Partially as a response, in 1980, Minneapolis and St. Paul created an entity called the Family Housing Fund, which focused on creating subsidized housing in the central cities. The Family Housing Fund built tens of thousands of units, the majority of which were clustered in central cities and high-poverty census tracts, according to Orfield. The Family Housing Fund was swayed by affordable-housing developers who believed that building up distressed neighborhoods was the best way to help people out of poverty, Orfield says. As developers focused on building up inner-ring areas, plots of suburban land that had been zoned for affordable development went back to their original use: single-family, market-rate homes.

It was no accident that neighborhood-based development gained favor in the Twin Cities of the 1980s and 1990s. In 1986, Congress passed a law creating the Low-Income Housing Tax Credit program, which essentially allowed the private sector to get into affordable housing. These tax credits made it possible for developers to build affordable housing and actually make money—prior to the passage of the credits, affordable housing was almost totally the purview of the government. Government housing had to follow much stricter rules about integration. Private developers could skirt some of those rules.

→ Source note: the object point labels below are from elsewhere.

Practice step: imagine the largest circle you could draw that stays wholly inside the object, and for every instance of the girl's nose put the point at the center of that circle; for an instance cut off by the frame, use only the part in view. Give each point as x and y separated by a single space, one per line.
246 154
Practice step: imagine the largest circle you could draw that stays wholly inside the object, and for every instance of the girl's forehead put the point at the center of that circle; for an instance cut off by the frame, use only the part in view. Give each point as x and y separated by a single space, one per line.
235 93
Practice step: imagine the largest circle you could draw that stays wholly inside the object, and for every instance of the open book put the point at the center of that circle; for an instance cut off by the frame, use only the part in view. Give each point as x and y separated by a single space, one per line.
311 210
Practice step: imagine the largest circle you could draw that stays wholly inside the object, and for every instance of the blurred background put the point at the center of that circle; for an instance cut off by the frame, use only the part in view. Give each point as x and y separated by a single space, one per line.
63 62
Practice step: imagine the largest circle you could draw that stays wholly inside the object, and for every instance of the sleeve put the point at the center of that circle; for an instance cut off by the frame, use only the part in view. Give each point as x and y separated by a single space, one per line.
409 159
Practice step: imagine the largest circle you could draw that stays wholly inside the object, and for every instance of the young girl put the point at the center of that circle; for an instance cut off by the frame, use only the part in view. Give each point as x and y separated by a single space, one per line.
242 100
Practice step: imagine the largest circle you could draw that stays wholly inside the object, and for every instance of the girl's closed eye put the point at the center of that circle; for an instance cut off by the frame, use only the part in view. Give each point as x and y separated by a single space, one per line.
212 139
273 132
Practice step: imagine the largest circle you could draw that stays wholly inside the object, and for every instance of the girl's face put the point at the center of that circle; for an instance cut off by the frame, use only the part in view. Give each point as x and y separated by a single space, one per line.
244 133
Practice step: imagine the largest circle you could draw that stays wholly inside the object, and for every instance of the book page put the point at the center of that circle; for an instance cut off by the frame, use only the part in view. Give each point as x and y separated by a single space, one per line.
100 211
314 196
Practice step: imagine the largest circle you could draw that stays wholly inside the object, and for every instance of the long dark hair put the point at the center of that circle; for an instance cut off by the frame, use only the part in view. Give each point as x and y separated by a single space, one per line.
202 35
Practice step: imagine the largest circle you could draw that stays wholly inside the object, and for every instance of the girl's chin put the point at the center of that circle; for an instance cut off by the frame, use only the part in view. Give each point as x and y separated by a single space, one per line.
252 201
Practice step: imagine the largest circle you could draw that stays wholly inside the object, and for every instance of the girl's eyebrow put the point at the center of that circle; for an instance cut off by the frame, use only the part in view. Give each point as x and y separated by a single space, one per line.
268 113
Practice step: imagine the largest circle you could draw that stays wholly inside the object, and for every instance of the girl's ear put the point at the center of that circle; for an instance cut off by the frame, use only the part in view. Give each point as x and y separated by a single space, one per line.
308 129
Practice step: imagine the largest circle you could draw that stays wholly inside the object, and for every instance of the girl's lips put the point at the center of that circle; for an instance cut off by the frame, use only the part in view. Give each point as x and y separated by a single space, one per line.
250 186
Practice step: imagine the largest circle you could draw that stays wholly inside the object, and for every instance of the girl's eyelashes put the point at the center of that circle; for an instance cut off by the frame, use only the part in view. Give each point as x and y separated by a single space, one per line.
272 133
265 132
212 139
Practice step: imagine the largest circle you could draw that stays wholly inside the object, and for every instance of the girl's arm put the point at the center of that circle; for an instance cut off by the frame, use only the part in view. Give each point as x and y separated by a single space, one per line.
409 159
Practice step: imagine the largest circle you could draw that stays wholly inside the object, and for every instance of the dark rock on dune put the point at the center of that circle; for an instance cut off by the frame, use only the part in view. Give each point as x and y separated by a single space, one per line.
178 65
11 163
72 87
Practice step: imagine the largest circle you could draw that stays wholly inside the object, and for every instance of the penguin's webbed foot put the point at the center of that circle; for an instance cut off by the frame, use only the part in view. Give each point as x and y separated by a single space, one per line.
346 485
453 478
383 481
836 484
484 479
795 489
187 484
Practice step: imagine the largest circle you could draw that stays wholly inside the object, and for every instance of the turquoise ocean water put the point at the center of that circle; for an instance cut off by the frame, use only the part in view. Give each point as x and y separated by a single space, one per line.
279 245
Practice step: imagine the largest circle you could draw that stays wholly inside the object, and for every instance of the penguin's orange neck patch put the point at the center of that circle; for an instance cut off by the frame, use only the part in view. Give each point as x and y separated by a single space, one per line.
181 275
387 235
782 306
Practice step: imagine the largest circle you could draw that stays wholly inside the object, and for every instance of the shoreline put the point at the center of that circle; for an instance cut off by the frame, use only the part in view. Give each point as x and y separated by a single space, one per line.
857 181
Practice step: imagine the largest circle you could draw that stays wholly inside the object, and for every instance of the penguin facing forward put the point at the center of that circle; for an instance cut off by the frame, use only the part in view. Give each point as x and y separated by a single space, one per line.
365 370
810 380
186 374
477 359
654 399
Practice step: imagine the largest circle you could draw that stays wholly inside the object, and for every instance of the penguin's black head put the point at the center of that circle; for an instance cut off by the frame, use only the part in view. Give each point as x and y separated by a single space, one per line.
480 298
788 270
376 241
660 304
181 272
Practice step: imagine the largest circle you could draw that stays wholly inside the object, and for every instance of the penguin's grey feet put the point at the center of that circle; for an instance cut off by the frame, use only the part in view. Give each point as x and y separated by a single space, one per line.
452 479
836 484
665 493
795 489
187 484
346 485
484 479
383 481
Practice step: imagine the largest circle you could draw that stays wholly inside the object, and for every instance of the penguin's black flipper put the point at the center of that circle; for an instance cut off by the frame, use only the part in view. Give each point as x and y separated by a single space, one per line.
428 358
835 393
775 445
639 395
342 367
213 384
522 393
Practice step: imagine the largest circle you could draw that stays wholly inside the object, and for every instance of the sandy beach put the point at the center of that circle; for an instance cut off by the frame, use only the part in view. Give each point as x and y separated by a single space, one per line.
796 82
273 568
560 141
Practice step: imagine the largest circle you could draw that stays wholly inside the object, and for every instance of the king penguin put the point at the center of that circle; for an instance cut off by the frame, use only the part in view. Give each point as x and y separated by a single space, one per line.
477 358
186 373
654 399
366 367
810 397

Private developers will build where there is less opposition, and in the Minneapolis of the 1980s and 1990s, that was often in dilapidated center-city neighborhoods hungry for development. The Twin Cities allocated the low-income-housing tax credits in such a way that the cities would get a higher share of tax-credit projects, thus ensuring that affordable housing, and the money that came with it, would go to the cities, not the suburbs.

To be sure, on its surface, there’s nothing wrong with investing in building housing in a distressed neighborhood in the hope that it will create economic activity. But to solely invest in those neighborhoods, without providing opportunity in other neighborhoods, violates the Fair Housing Act. That, at least, was the gist of a Supreme Court decision last June, which said that the way the state of Texas distributed its low-income-housing tax credits, concentrating them in high-poverty neighborhoods, violated the law. Continually building in central neighborhoods “manifestly does not offer residents of distressed neighborhoods new housing opportunities in more affluent areas, or promote racial or economic integration,” Orfield writes.

The change in direction can be seen in data from recent years. Between 2002 and 2011, the Twin Cities produced 2,249 units for those earning 30 percent of the median metropolitan income. But 92 percent of those units were built in the central cities, which are home to 23 percent of the region’s population. Of the 7,253 affordable units occupied in that time period, 74 percent were in the central cities.

Segregation can worsen economic disparities, too. The Twin Cities possess the highest rates of racial employment discrepancy in the nation, according to Jessica Nickrand, who countered Thompson’s story in an Atlantic piece, “Minneapolis’s White Lie,” in February 2015. Residents stuck in the inner-cities live further from the good jobs and good schools in the suburbs. And segregation can also lead to a lack of interactions between black and white communities, an unfamiliarity that could lead to tensions, and, as the incidents of the past week indicate, even death.

“Almost all of the places you are seeing problems between the police the community are very segregated. You are not seeing these problems as often in more integrated places,” Orfield told me, in an email. Castile’s shooting, he said, “illustrates the racism and tension that has accompanied the Twin Cities becoming very racially segregated over the past two decades.”

* This article originally misidentified the University of Minnesota as the University of Minneapolis. We regret the error.